TRTIS Tesla M60 performance issues (TensorRT model)

Hello,

I am running a TensorRT model on Tesla M60 cards (Amazon g3.16xlarge instance).
And I am experiencing weird TRTIS behavior. The model, that runs on 4 GPUs has only 25% FPS improvement over the one, that runs on 2 GPUs.
Does anyone know, what could be a bottleneck here?

I checked the same model on GTX 1070, and the performance doubles when doubling the number of GPUs.

What version of TRTIS are you using?
M60 is compute capability 5.2, so it is not an officially support device. But given that your model runs correctly on a single M60 (I assume) then that is likely not an issue.

When you say “runs on 4 GPUs” and “runs on 2 GPUs” do you mean that you create 4 instances, one on each GPU and compare that to 2 model instance, on 2 GPUs?

I am using TRTIS from nvcr.io/nvidia/tensorrtserver:19.04-py3 (version 19.04 is based on NVIDIA TensorRT Inference Server 1.1.0)

By running on X GPU I mean, that the same amount of instances is created per GPU.
I compared 2 vs 4 by running 1 model instance per GPU and then 3 model instances.
The FPS results were:

1 instance & 2 GPUs - 4.2
1 instance & 4 GPUs - 6.6

3 instances & 2 GPUs - 5.8
3 instances & 4 GPUs - 6.9

And what are the officially supported devices?
I could not find this information in the docs…

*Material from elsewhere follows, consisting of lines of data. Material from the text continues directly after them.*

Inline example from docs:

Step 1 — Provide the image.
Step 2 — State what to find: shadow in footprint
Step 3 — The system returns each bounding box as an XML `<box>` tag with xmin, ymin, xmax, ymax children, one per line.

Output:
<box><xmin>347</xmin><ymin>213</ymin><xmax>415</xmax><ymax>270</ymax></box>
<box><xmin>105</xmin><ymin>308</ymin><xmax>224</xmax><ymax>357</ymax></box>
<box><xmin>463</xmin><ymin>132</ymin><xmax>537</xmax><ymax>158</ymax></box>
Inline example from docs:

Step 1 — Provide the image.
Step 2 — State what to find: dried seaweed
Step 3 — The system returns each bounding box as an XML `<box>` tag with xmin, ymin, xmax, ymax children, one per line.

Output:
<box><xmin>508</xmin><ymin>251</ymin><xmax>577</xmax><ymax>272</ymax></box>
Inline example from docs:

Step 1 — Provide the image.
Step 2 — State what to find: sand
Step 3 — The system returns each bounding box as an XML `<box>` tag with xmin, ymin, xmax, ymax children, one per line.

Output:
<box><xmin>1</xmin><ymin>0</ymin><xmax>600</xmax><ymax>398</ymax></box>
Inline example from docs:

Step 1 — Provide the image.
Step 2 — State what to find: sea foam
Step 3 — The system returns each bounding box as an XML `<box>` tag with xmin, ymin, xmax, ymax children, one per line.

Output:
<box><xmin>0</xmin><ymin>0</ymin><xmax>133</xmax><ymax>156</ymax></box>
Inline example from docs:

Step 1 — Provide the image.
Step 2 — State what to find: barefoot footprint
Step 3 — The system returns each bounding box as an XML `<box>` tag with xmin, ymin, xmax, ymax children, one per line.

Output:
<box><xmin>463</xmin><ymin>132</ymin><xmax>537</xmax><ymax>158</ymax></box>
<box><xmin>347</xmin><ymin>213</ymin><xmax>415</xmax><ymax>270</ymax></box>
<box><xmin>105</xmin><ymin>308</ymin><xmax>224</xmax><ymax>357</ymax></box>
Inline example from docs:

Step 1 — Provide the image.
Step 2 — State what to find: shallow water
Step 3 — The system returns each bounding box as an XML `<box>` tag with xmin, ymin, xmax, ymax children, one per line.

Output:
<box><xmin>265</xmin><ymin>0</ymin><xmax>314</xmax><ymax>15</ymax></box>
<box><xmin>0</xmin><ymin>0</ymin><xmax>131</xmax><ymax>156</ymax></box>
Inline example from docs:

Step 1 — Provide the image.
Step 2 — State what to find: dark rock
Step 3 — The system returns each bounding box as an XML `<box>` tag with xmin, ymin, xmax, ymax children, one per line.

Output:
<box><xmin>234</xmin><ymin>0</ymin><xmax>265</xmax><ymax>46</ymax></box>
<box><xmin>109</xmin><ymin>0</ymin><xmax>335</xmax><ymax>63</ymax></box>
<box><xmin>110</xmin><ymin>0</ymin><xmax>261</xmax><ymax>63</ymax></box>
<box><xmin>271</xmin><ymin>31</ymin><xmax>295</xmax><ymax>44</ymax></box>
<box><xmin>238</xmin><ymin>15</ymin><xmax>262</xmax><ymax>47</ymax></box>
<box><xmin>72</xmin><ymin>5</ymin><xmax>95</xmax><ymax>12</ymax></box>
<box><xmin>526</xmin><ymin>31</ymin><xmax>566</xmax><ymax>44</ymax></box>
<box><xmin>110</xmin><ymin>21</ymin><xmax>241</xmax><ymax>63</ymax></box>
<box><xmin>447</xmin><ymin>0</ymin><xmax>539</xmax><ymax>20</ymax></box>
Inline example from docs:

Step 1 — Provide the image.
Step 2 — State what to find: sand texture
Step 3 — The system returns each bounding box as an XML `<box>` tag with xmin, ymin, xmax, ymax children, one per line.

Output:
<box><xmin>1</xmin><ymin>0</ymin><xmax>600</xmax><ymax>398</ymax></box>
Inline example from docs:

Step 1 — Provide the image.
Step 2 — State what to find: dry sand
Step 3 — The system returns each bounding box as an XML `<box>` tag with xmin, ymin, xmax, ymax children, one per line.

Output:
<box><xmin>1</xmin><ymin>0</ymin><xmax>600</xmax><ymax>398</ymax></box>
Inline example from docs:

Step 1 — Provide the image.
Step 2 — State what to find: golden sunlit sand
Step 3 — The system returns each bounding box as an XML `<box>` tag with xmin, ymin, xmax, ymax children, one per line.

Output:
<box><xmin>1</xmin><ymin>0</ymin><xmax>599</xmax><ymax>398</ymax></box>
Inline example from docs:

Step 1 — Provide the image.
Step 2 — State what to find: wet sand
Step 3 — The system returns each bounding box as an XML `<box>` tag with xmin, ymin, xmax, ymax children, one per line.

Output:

Release notes (GPU requirements section): Release Notes :: NVIDIA Deep Learning Triton Inference Server Documentation
Support matrix: https://docs.nvidia.com/deeplearning/frameworks/support-matrix/index.html

You can find links to both in the Documentation section of the github README.

It is difficult to say with certainty what is causing your (apparent) performance bottleneck. Could be PCI bandwidth, CPU, etc.